In graph theory, a strong coloring, with respect to a partition of the vertices into (disjoint) subsets of equal sizes, is a (proper) vertex coloring in which every color appears exactly once in every part. A graph is strongly k-colorable if, for each partition of the vertices into sets of size k, it admits a strong coloring. When the order of the graph G is not divisible by k, we add isolated vertices to G just enough to make the order of the new graph G′ divisible by k. In that case, a strong coloring of G′ minus the previously added isolated vertices is considered a strong coloring of G. 

The strong chromatic number sχ(G) of a graph G is the least k such that G is strongly k-colorable.
A graph is strongly k-chromatic if it has strong chromatic number k.

Some properties of sχ(G):
 sχ(G) > Δ(G).
 sχ(G) ≤ 3 Δ(G) − 1.
 Asymptotically, sχ(G) ≤ 11 Δ(G) / 4 + o(Δ(G)).
Here, Δ(G) is the maximum degree.

Strong chromatic number was independently introduced by Alon (1988) and Fellows (1990).

Related problems 
Given a graph and a partition of the vertices, an independent transversal is a set U of non-adjacent vertices such that each part contains exactly one vertex of U.  A strong coloring is equivalent to a partition of the vertices into disjoint independent-transversals (each independent-transversal is a single "color"). This is in contrast to graph coloring, which is a partition of the vertices of a graph into a given number of independent sets, without the requirement that these independent sets be transversals.

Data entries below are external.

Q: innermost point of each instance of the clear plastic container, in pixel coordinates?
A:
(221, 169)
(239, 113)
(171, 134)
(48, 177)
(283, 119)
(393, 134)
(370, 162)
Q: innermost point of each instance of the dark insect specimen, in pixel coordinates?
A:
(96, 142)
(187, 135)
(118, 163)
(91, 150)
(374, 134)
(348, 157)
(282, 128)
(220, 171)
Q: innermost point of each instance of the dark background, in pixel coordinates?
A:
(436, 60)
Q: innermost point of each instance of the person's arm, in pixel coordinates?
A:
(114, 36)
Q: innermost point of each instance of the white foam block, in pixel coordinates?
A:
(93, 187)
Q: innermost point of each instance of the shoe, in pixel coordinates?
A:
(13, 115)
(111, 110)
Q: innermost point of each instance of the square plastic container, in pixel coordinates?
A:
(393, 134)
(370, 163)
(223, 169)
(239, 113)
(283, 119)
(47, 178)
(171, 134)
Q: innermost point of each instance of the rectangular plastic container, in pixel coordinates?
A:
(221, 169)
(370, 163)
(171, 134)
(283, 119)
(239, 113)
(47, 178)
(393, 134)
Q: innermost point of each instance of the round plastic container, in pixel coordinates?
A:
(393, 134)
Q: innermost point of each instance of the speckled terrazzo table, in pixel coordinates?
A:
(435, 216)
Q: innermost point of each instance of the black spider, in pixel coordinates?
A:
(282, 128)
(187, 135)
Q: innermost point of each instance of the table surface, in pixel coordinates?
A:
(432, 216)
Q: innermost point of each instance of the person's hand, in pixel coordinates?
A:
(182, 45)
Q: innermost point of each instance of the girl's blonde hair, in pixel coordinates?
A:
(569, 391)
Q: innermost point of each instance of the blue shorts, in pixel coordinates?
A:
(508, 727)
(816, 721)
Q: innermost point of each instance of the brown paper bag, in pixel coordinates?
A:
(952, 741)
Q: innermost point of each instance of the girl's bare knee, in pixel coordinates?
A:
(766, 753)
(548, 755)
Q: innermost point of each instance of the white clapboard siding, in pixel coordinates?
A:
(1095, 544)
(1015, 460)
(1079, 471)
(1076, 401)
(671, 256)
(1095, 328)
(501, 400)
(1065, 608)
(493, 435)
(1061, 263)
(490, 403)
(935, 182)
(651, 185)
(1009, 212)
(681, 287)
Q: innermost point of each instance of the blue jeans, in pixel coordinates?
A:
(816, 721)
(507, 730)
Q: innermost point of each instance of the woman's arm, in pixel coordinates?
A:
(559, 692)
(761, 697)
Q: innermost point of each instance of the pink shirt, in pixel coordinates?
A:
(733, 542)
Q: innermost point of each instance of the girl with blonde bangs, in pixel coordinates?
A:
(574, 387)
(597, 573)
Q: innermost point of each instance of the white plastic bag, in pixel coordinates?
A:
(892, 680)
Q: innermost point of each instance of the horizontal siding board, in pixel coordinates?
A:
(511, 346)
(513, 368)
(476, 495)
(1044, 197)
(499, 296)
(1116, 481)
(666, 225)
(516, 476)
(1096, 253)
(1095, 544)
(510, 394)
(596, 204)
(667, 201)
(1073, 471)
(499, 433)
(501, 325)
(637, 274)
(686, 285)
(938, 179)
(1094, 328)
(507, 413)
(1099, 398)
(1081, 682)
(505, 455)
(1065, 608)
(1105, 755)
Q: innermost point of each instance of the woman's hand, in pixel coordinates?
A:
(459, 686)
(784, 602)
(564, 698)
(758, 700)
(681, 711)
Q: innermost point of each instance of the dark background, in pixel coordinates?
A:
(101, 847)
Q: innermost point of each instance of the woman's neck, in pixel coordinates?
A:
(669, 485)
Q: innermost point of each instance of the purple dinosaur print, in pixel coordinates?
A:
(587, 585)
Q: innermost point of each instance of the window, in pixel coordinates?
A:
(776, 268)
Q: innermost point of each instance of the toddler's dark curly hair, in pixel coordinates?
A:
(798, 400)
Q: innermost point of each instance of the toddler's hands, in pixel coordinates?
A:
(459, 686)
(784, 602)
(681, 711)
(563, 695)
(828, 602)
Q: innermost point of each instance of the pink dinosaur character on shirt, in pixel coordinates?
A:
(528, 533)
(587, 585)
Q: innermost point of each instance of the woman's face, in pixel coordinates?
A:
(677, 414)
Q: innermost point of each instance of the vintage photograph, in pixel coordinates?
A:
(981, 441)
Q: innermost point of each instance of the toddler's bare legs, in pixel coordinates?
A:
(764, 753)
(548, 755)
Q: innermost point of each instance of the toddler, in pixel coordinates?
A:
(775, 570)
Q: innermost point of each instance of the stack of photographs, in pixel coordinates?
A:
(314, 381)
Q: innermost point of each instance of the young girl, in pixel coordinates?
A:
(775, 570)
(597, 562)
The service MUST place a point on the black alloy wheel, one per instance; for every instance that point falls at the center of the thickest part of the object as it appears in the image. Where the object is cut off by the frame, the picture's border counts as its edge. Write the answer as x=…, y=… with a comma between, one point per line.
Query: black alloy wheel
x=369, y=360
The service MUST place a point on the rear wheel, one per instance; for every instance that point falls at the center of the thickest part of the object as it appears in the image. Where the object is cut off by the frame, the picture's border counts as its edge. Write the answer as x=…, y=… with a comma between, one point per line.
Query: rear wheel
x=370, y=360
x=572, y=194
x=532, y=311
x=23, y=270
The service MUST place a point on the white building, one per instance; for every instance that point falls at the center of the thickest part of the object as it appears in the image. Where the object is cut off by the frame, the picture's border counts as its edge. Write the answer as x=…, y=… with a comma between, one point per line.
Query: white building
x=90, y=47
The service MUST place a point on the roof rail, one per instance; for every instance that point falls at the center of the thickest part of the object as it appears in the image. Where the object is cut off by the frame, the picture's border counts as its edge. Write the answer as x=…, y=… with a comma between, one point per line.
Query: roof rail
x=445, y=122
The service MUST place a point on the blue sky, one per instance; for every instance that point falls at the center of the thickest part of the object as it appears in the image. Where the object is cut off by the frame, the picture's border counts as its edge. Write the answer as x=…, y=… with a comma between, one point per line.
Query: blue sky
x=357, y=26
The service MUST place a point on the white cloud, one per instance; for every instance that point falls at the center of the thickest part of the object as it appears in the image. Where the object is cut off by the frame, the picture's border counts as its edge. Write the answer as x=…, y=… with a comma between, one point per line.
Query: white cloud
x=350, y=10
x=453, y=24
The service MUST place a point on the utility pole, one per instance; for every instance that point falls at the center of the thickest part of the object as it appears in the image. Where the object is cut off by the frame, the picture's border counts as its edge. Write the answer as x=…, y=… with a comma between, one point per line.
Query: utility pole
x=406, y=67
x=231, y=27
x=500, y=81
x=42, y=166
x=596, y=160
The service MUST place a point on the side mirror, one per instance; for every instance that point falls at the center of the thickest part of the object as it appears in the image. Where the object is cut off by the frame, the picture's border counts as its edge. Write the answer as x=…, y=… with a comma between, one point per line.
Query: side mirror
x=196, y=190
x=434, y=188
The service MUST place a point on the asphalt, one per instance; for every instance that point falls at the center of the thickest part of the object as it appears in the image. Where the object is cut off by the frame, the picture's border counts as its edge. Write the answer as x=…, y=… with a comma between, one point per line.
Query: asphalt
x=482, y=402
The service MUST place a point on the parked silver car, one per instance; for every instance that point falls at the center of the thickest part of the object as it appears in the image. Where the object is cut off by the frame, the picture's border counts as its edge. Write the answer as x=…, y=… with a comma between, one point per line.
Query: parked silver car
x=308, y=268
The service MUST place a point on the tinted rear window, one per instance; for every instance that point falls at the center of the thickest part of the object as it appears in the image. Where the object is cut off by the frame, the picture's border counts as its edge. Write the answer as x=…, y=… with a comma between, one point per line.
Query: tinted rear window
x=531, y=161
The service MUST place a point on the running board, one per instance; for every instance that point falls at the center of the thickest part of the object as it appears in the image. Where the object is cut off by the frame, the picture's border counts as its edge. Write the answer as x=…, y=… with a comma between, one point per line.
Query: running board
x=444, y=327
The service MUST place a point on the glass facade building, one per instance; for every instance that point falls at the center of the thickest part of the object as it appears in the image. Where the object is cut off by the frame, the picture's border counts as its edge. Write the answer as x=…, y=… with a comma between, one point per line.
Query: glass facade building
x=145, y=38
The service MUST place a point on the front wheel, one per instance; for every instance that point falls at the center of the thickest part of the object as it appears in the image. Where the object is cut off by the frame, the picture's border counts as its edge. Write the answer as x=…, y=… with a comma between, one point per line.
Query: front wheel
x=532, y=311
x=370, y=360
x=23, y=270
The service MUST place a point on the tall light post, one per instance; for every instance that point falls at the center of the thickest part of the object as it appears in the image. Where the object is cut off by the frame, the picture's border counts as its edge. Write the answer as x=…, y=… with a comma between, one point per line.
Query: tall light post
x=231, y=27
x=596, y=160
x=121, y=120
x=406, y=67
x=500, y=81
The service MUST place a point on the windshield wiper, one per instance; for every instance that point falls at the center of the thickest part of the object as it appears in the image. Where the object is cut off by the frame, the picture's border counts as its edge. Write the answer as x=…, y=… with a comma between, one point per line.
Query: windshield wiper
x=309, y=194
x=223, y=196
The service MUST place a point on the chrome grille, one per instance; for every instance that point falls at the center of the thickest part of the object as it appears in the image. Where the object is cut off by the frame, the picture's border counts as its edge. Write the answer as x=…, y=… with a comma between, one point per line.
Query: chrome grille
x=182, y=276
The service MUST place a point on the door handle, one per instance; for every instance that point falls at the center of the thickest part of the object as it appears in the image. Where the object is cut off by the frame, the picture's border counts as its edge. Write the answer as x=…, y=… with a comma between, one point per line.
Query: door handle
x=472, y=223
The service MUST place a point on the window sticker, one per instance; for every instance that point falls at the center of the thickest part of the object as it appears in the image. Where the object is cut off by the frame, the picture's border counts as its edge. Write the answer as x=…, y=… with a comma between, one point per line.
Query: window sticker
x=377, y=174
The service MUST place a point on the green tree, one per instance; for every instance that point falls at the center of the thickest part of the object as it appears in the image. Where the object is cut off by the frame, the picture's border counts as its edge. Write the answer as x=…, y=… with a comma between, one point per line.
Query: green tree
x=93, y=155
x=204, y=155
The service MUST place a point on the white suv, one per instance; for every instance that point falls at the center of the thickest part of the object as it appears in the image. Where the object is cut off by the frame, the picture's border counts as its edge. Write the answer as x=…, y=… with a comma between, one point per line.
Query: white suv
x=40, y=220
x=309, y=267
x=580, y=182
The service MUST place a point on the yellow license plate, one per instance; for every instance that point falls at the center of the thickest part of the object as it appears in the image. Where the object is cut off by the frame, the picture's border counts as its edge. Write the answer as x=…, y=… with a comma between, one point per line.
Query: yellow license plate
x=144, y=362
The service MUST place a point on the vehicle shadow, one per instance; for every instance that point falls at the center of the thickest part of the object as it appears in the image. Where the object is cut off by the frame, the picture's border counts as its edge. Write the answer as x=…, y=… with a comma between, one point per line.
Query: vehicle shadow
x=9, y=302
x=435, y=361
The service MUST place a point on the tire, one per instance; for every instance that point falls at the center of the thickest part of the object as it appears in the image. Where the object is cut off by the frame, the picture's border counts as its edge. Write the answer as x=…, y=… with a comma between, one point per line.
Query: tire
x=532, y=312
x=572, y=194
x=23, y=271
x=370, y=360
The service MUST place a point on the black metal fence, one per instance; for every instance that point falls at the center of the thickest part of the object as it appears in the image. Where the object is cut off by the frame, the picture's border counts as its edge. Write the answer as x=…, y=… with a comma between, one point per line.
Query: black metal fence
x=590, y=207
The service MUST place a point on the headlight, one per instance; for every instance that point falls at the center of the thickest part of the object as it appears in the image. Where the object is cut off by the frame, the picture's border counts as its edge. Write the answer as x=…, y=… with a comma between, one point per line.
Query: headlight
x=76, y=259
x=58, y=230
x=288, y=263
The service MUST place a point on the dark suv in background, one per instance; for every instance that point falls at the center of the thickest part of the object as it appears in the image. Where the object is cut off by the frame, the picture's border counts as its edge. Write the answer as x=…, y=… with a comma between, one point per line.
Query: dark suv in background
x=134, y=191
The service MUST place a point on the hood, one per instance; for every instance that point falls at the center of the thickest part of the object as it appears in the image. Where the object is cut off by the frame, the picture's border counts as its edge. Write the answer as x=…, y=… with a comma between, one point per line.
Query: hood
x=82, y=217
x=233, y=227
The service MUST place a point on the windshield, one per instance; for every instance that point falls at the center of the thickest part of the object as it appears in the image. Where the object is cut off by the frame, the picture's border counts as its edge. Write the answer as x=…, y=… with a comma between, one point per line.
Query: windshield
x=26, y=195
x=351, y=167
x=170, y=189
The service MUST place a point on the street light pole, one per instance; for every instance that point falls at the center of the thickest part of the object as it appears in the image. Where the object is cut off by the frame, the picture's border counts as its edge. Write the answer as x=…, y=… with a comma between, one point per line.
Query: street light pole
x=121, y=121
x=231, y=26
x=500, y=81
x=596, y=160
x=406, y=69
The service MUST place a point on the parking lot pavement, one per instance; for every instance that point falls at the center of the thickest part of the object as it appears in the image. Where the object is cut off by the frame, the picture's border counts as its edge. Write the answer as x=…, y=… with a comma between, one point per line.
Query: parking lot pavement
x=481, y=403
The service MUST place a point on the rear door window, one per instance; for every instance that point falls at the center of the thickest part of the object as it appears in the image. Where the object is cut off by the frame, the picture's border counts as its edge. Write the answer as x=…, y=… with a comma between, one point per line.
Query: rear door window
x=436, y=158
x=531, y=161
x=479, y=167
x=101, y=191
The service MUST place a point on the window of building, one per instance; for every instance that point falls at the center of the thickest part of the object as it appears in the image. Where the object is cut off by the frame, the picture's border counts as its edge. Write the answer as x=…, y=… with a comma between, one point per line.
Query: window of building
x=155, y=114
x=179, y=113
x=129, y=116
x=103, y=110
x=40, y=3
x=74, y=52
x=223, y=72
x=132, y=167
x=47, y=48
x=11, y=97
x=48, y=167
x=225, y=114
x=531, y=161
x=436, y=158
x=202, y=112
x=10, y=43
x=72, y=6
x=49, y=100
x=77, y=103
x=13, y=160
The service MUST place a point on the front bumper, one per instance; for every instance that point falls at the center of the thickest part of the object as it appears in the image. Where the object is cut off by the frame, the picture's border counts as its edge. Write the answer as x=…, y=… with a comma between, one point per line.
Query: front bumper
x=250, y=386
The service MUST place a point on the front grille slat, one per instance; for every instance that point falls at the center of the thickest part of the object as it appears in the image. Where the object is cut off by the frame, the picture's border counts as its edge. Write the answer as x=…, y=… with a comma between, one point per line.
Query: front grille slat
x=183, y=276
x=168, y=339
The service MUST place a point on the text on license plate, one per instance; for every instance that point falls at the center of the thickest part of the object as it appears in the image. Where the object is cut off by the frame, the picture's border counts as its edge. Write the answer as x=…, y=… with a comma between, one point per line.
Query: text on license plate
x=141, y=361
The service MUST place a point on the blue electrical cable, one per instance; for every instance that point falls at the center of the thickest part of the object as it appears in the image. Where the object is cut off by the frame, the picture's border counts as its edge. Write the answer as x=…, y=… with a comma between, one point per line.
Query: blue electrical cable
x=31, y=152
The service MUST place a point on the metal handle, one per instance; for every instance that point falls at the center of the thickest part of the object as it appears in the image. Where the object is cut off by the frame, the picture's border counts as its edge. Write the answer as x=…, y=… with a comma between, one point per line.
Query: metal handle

To illustrate the difference between these concepts, consider a faculty with several departments, where the dean wants to construct a committee of faculty members. But some faculty members are in conflict and will not sit in the same committee. If the "conflict" relations are represented by the edges of a graph, then:

 An independent set is a committee with no conflict.
 An independent transversal is a committee with no conflict, with exactly one member from each department.
 A graph coloring is a partitioning of the faculty members into committees with no conflict.
 A strong coloring is a partitioning of the faculty members into committees with no conflict and with exactly one member from each department. Thus this problem is sometimes called the happy dean problem.